沼津市のサバ節工場をDIYで生まれ変わらせた「循環ワークス」は、地域のコミュニティです。ここを起点にモノ、ヒト、コトの循環が生まれています。
静岡県沼津市ではじまった「循環ワークス」。ここは、名前の通り「循環」をテーマにした地域のコミュニティスペースです。
循環ワークスの中を歩く
広々とした循環ワークスは、環境に負荷をかけず、モノ、ヒト、コトが循環する場所になっています。まるでエシカルな生活と仕事を作るための、壮大な実験場のようです。
屋上には太陽光パネルが置かれ、2020年、工場の準備を始めて以来、一度も、既存の電力会社と契約をせず、循環ワークス店内の電力は100%自家発電でまかなっています。暖房は、まきストーブ。外ではまき割りをします。回収された器や布製品は、修復や洗浄をした上で店内で販売されています。
小さなカフェコーナーもあり、オーガニック&フェアトレードのコーヒーやカレーを楽しめる日もあります。
工房・アトリエに当たる「製作室」では、民家の廃材や余った釘や部品を使って、手仕事のアップサイクルがおこなわれていました。
循環ワークスができるまで
循環ワークスの「工場長」である山本広気(やまもと ひろき)さんのご夫婦を中心に、地域の仲間が集まり、廃業したサバ節工場をDIYで再生しました。最初は足の踏み場もないくらい、ボロボロの廃工場で、残置物の撤去や清掃には、防塵マスクが必要なほどでした。高圧洗浄機で、燻された汚れと塗装を剥がし、再度ペンキを塗り、サバ節作りの工程で使われていたサバのプールは、工場内で壊したコンクリートガラを再利用し埋めて駐車場にするなど。プロの力を借りながらも、のべ500人のサポーターの手により、DIYの範疇を超えた大掛かりなリノベーション作業を地道に積み重ねた末、約1年の歳月を経てオープンしました。
工場長 山本広気さんの思い
もともと電気関係の仕事をしていた山本広気さんは、20代の頃、長く旅をして南米や東南アジアなど、広く世界をめぐりました。その後、東日本大震災をきっかけに、モノやサービスにあふれていても深く豊かさを感じられない生き方や、暮らしのあり方を問い直すことを決意。生まれ育った沼津市の港に近い工場を再生して、循環ワークスの活動をはじめます。

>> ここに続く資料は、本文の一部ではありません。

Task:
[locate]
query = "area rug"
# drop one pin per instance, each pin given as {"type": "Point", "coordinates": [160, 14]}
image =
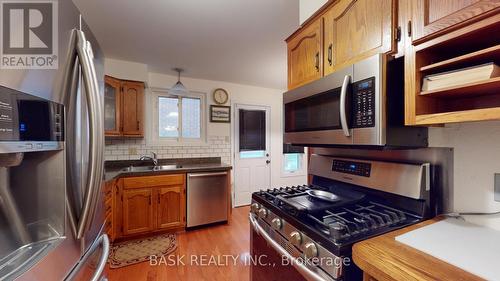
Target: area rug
{"type": "Point", "coordinates": [140, 250]}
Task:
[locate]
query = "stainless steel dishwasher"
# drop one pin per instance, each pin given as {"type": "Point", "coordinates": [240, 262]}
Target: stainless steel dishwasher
{"type": "Point", "coordinates": [207, 198]}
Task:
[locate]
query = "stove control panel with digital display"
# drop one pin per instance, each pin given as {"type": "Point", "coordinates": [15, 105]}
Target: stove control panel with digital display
{"type": "Point", "coordinates": [351, 167]}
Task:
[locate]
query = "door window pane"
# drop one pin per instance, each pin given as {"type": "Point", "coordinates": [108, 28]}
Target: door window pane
{"type": "Point", "coordinates": [191, 118]}
{"type": "Point", "coordinates": [168, 114]}
{"type": "Point", "coordinates": [252, 154]}
{"type": "Point", "coordinates": [292, 162]}
{"type": "Point", "coordinates": [252, 130]}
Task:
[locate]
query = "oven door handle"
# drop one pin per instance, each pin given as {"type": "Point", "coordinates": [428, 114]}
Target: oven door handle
{"type": "Point", "coordinates": [301, 268]}
{"type": "Point", "coordinates": [343, 105]}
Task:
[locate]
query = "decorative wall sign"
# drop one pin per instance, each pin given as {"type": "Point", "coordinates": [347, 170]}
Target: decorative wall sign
{"type": "Point", "coordinates": [220, 114]}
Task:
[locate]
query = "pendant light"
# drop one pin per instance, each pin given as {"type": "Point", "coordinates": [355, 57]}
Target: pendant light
{"type": "Point", "coordinates": [178, 88]}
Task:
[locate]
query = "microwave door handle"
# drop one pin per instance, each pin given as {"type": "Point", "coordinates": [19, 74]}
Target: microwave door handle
{"type": "Point", "coordinates": [343, 105]}
{"type": "Point", "coordinates": [94, 136]}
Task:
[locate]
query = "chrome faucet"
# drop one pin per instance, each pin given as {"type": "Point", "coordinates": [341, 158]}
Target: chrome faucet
{"type": "Point", "coordinates": [153, 159]}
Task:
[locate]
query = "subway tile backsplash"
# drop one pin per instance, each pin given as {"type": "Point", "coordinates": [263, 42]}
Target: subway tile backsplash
{"type": "Point", "coordinates": [133, 149]}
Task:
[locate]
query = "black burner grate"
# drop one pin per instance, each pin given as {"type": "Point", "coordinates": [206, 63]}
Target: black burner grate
{"type": "Point", "coordinates": [353, 220]}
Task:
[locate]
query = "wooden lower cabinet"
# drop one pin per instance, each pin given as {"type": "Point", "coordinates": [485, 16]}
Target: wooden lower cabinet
{"type": "Point", "coordinates": [138, 211]}
{"type": "Point", "coordinates": [171, 207]}
{"type": "Point", "coordinates": [149, 204]}
{"type": "Point", "coordinates": [367, 277]}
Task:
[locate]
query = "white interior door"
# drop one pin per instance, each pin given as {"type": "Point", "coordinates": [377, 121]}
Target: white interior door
{"type": "Point", "coordinates": [252, 155]}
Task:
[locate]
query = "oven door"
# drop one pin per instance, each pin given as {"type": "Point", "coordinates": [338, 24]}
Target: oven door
{"type": "Point", "coordinates": [319, 113]}
{"type": "Point", "coordinates": [272, 261]}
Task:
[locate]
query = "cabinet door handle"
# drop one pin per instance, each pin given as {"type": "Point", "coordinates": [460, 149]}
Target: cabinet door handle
{"type": "Point", "coordinates": [398, 34]}
{"type": "Point", "coordinates": [317, 61]}
{"type": "Point", "coordinates": [330, 54]}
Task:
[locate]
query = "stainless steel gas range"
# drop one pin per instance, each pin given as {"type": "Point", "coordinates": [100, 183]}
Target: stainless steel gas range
{"type": "Point", "coordinates": [307, 232]}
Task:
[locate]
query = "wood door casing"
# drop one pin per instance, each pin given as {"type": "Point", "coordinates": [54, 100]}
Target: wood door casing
{"type": "Point", "coordinates": [432, 18]}
{"type": "Point", "coordinates": [171, 207]}
{"type": "Point", "coordinates": [305, 57]}
{"type": "Point", "coordinates": [112, 85]}
{"type": "Point", "coordinates": [132, 105]}
{"type": "Point", "coordinates": [138, 211]}
{"type": "Point", "coordinates": [361, 28]}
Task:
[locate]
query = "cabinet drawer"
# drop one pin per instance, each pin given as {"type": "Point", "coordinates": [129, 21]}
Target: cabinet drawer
{"type": "Point", "coordinates": [150, 181]}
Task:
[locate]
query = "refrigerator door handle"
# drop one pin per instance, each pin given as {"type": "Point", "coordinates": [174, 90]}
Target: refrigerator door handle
{"type": "Point", "coordinates": [104, 257]}
{"type": "Point", "coordinates": [95, 134]}
{"type": "Point", "coordinates": [99, 268]}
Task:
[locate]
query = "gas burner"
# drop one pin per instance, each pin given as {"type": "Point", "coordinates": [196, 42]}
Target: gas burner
{"type": "Point", "coordinates": [356, 219]}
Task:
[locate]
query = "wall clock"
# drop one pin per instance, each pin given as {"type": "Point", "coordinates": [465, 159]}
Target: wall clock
{"type": "Point", "coordinates": [220, 96]}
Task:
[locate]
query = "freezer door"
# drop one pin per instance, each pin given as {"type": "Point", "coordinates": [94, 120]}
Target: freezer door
{"type": "Point", "coordinates": [84, 141]}
{"type": "Point", "coordinates": [91, 266]}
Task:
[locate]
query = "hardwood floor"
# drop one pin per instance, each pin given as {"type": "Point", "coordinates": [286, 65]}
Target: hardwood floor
{"type": "Point", "coordinates": [199, 250]}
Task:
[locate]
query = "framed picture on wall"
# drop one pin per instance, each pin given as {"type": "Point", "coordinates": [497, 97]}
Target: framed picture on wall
{"type": "Point", "coordinates": [220, 114]}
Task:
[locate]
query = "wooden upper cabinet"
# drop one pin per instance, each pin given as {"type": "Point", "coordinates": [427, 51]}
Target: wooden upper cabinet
{"type": "Point", "coordinates": [138, 211]}
{"type": "Point", "coordinates": [361, 28]}
{"type": "Point", "coordinates": [171, 204]}
{"type": "Point", "coordinates": [305, 55]}
{"type": "Point", "coordinates": [133, 97]}
{"type": "Point", "coordinates": [112, 106]}
{"type": "Point", "coordinates": [432, 18]}
{"type": "Point", "coordinates": [123, 108]}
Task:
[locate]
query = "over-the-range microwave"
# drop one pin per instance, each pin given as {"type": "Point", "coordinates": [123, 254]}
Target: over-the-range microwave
{"type": "Point", "coordinates": [361, 105]}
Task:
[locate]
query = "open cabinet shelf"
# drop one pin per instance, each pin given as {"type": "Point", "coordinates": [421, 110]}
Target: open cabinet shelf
{"type": "Point", "coordinates": [478, 57]}
{"type": "Point", "coordinates": [475, 101]}
{"type": "Point", "coordinates": [486, 87]}
{"type": "Point", "coordinates": [458, 116]}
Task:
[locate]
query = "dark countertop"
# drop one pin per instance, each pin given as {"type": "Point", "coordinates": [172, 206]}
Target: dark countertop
{"type": "Point", "coordinates": [116, 172]}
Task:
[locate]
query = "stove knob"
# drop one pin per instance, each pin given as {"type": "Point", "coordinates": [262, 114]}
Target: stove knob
{"type": "Point", "coordinates": [263, 213]}
{"type": "Point", "coordinates": [296, 238]}
{"type": "Point", "coordinates": [311, 251]}
{"type": "Point", "coordinates": [277, 223]}
{"type": "Point", "coordinates": [255, 208]}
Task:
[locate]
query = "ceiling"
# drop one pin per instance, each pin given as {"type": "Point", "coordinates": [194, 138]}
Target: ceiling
{"type": "Point", "coordinates": [238, 41]}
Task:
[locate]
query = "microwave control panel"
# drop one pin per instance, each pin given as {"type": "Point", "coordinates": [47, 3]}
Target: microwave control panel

山本さん「循環ワークスは、古物を売っていますが、それよりも地域でモノや情報が循環するギフト(贈り物)の輪を作ることを大事にしています。たとえば、この壁には一面、「〇〇が必要です」「✕✕を差し上げます」という貼り紙がされていて、地域の循環だけでも、たくさんのものがそろいます。お金もかかりません」
大切なのは、こういう場を使ってひとも行き交い、交流が生まれ、手仕事が生まれ、思いやりの輪が広がることだと山本工場長は語ります。
クラウドファンディングとこれから
2023年の12月から2024年の1月にかけて、循環ワークスではクラウドファンディングを実施しました。火災報知器やバリアフリートイレの設置のための資金集めでした。また、これをきっかけに循環ワークスの活動を知ったひとも多かったのではないかと思われます。
クラウドファンディングのページ(終了)
手をかけることと、ひとの輪を大切に進化を続ける循環ワークス。生き物が変化していくように、工場の中も日々、生まれ変わっていきそうです。
循環ワークス
静岡県沼津市我入道浜町308
HP:https://junkanworks.com/
Instagram:https://www.instagram.com/junkanworks/
文・写真:木村洋平
執筆協力:北沢未来(循環ワークス)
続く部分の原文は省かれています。